Rencontre : avec ses peintures de “gadjis” puissantes, Gaadjika revendique un espace à soi

Rencontre : avec ses peintures de “gadjis” puissantes, Gaadjika revendique un espace à soi

Image :

© Hugues Laurent

photo de profil

Par Sophie Laroche

Publié le

Ses œuvres sont à découvrir au Floréal Belleville dans le cadre de l'exposition "Le Salon de Gaadjika".

En franchissant les portes de la galerie du Floréal Belleville, vous allez découvrir un salon pas comme les autres.

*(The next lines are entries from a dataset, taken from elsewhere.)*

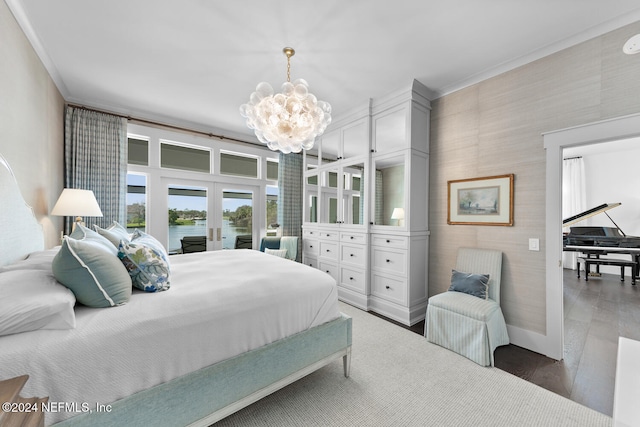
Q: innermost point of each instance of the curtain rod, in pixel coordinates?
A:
(150, 122)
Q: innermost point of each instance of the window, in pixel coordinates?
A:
(136, 202)
(238, 165)
(185, 158)
(272, 210)
(138, 151)
(272, 170)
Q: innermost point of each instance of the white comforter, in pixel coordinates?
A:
(220, 304)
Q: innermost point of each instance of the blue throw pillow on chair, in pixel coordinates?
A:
(472, 284)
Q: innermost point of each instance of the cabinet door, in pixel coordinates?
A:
(390, 131)
(355, 139)
(389, 191)
(353, 194)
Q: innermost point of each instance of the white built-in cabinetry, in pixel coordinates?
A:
(369, 167)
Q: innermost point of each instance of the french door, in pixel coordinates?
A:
(221, 216)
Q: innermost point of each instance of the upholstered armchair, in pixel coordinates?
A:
(463, 319)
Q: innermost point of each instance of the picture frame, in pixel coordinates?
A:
(481, 201)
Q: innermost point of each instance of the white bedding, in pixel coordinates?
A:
(220, 304)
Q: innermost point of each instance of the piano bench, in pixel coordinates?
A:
(588, 262)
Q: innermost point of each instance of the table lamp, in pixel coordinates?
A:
(78, 203)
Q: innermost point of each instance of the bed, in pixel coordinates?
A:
(233, 327)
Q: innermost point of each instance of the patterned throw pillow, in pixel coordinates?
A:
(148, 268)
(150, 241)
(282, 253)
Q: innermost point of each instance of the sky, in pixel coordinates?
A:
(186, 202)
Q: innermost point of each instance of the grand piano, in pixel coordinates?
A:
(594, 243)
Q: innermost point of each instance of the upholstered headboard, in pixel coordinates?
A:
(20, 232)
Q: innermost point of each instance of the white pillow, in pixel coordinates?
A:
(33, 299)
(282, 253)
(40, 260)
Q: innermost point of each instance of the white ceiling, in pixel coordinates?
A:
(193, 62)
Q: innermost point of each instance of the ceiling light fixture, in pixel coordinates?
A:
(288, 121)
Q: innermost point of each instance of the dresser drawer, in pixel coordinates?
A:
(306, 233)
(310, 261)
(387, 241)
(353, 279)
(329, 250)
(329, 235)
(330, 268)
(359, 238)
(389, 260)
(353, 254)
(310, 246)
(394, 290)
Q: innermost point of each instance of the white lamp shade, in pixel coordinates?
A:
(74, 202)
(398, 213)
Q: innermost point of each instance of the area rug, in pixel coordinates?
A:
(400, 379)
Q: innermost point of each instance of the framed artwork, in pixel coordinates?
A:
(481, 201)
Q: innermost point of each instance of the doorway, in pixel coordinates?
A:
(555, 143)
(213, 213)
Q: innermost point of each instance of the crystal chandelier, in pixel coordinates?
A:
(288, 121)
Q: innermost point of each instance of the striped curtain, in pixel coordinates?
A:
(95, 157)
(574, 199)
(290, 197)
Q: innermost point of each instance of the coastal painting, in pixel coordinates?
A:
(481, 201)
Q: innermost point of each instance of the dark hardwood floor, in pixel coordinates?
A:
(596, 313)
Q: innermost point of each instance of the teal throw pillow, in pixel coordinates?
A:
(83, 233)
(92, 272)
(148, 269)
(114, 233)
(472, 284)
(282, 253)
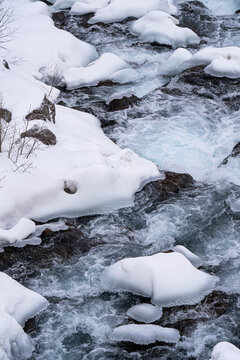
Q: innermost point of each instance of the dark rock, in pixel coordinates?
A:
(43, 135)
(45, 112)
(198, 18)
(5, 115)
(235, 152)
(124, 103)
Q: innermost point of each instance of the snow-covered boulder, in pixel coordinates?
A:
(118, 10)
(161, 27)
(145, 334)
(145, 313)
(169, 279)
(107, 67)
(17, 233)
(225, 351)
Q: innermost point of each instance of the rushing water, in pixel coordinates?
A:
(179, 133)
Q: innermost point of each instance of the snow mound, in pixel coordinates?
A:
(193, 258)
(49, 51)
(118, 10)
(107, 67)
(19, 232)
(146, 313)
(161, 27)
(225, 351)
(145, 334)
(169, 279)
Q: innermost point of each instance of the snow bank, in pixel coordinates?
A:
(107, 67)
(17, 304)
(145, 334)
(39, 47)
(193, 258)
(118, 10)
(161, 27)
(225, 351)
(19, 232)
(146, 313)
(168, 278)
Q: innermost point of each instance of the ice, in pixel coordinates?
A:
(146, 313)
(225, 351)
(118, 10)
(167, 278)
(19, 232)
(161, 27)
(145, 334)
(107, 67)
(193, 258)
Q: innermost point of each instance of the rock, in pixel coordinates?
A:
(43, 135)
(123, 103)
(197, 17)
(46, 112)
(235, 152)
(5, 115)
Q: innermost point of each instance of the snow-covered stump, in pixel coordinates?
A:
(158, 26)
(225, 351)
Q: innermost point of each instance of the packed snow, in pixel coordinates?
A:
(17, 305)
(145, 334)
(161, 27)
(107, 67)
(145, 313)
(225, 351)
(17, 233)
(167, 278)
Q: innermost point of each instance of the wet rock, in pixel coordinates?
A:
(5, 115)
(46, 112)
(235, 152)
(122, 104)
(44, 135)
(197, 17)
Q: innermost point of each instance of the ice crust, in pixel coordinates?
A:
(145, 313)
(107, 67)
(225, 351)
(145, 334)
(161, 27)
(167, 278)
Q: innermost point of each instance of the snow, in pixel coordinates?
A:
(169, 279)
(193, 258)
(107, 67)
(118, 10)
(17, 305)
(146, 313)
(161, 27)
(225, 351)
(19, 232)
(145, 334)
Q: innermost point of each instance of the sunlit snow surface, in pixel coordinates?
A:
(180, 133)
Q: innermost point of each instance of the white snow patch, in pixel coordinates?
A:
(225, 351)
(107, 67)
(161, 27)
(145, 313)
(145, 334)
(167, 278)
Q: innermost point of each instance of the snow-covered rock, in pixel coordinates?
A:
(145, 334)
(39, 47)
(118, 10)
(107, 67)
(161, 27)
(193, 258)
(167, 278)
(19, 232)
(225, 351)
(145, 313)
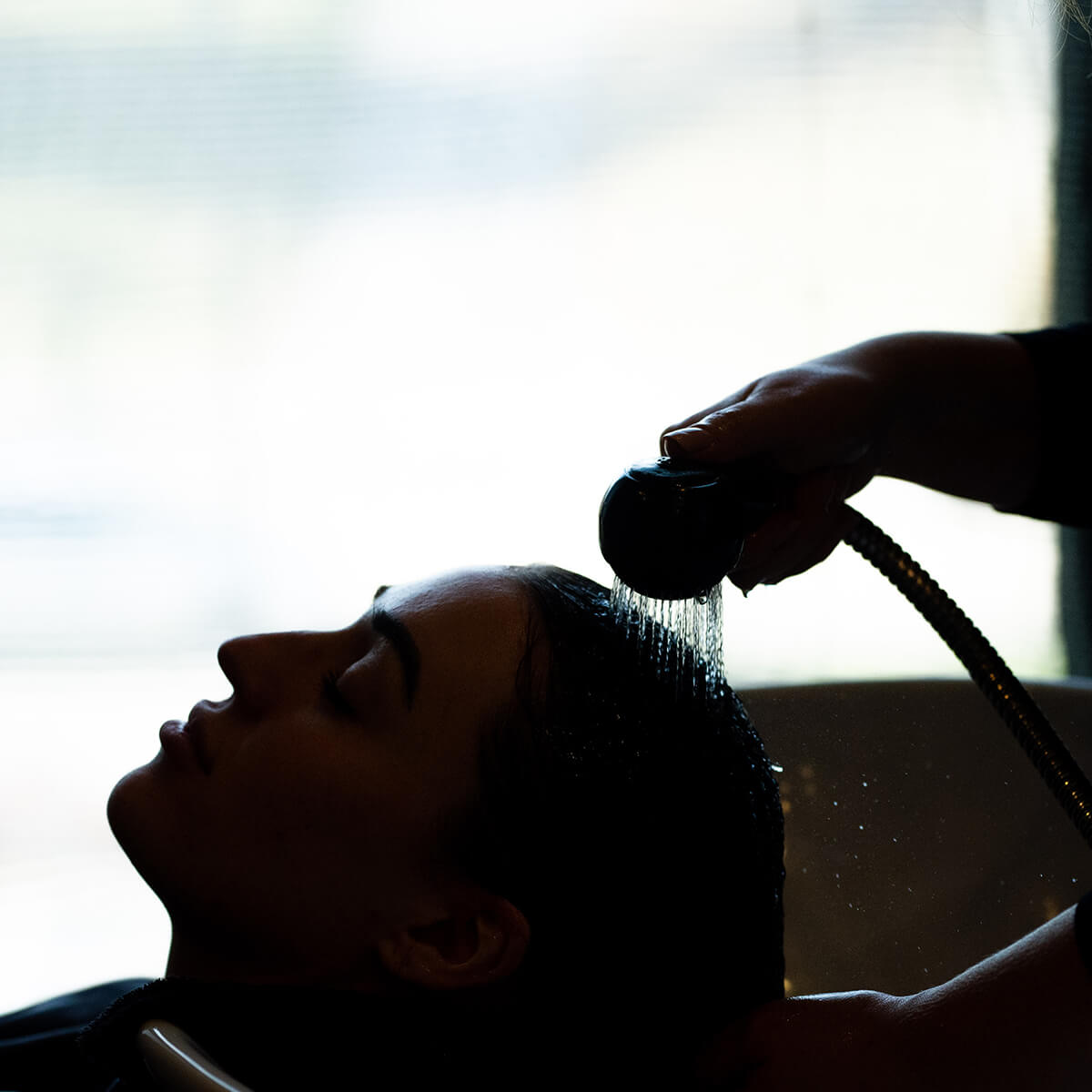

Ici, les codes de l’espace domestique (longtemps réservé aux femmes) sont détournés.

À voir aussi sur Konbini

À l’intérieur de cet espace clé du foyer, qui oscille entre lieu de domination et cocon protecteur, les femmes règnent. Elles s’affichent sur les murs au cœur d’œuvres aux couleurs vives, qui se présentent comme des invitations à la réflexion et, surtout, à l’émancipation.

Ces peintures sont signées Gaadjika, artiste pluridisciplinaire, diplômée de la Villa Arson de Nice. À travers la peinture, la vidéo et la céramique, l’artiste questionne la place des femmes dans les espaces domestique et public.

Pour ce faire, elle fait intervenir des figures souvent méprisées, à la féminité exacerbée et puissante, dans des lieux qui ne leur laissent habituellement que peu de place. Qu’il s’agisse d’un terrain de foot, de la jungle, de la rue ou d’un clip, les femmes de Gaadjika investissent pleinement leur territoire.

La passe from gaadjika on Vimeo.

Ces femmes, elle les appelle “gadjis”. Elles sont des personnages inspirés du quotidien, de l’actualité, de ses amies et de la scène artistique actuelle (aussi bien musicale que cinématographique). Elles empruntent autant à la culture Internet qu’aux grandes figures féministes ou féminines ostracisées que sont, par exemple, les sorcières ou les cagoles. Avec elle, Gaadjika propose une vision moderne de la féminité et de la peinture. Rencontre.

Cheese | Quel a été le cheminement artistique et personnel qui t’a amenée à développer ton style ?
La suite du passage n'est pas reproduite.